The new Regulation (EU) 2017/745 on medical devices (MDR) has been in effect since 26 May 2021. In its publication dated 26 May 2021, Swissmedic provided information on the new requirements for combination products. For practical implementation of Art. 117 of the aforementioned Regulation, Swissmedic refers to the EMA's “Guideline on quality documentation for medicinal products when used with a medical device” (EMA/CHMP/QWP/BWP/259165/2019). A revised version of this was published on 22 July 2021.
Revised versions of Swissmedic's specification documents are also now available. You can find all relevant information in section 2.5.15 of the Guidance document Formal requirements HMV4.
A basic distinction is now made between combination products with a non-separable medical device component according to Art. 2 para. 1 let. f of the Medical Devices Ordinance (MedDO; SR 812.213) and those with a separable medical device component. Non-separable combination products are further divided into those with physical non-separability (described in the EMA Guideline as integral) and those with use-specific non-separability (described in the EMA guideline as co-packaged).

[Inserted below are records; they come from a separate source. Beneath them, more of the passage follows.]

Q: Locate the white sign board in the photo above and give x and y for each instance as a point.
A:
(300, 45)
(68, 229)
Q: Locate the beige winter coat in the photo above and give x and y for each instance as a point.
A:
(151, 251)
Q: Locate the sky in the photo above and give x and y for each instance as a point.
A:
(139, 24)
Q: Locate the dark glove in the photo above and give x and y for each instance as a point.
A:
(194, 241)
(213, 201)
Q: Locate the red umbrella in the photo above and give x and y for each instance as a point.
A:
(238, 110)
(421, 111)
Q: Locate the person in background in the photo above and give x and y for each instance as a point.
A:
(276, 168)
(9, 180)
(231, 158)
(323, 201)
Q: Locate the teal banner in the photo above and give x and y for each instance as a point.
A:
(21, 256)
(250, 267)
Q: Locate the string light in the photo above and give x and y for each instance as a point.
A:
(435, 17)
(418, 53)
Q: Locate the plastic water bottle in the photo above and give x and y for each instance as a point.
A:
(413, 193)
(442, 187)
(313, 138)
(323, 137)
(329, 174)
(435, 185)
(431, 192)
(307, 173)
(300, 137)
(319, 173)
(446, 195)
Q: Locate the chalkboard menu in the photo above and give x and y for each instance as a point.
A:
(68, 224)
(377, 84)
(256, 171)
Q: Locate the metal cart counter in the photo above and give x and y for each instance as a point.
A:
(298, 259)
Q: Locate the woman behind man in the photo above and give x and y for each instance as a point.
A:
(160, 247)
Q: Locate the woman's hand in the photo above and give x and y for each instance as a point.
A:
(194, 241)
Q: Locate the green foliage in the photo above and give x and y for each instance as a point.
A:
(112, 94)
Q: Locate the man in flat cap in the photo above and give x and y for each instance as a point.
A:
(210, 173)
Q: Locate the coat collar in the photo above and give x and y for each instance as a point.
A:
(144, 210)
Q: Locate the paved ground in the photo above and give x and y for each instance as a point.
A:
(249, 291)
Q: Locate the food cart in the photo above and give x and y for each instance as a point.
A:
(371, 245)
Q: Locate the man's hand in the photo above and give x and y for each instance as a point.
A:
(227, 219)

The requirements to be met by the medical device components are described in detail in the Guidance document Formal requirements HMV4 and are equivalent in practice to those in the “Guideline on quality documentation for medicinal products when used with a medical device” (EMA/CHMP/QWP/BWP/259165/2019).

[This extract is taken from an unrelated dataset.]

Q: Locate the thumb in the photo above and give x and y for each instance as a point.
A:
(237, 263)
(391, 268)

For both categories of non-separable combinations, the marketing authorisation holder bears full responsibility for the whole product, including the medical device component. It also ensures that in the case of co-packaged products, the medical device component cannot be marketed separately.
In the case of separable combinations (described in the EMA guideline as referenced), the medical device component must meet all the conformity requirements set forth in Art. 1 para. 3 let. b MedDO.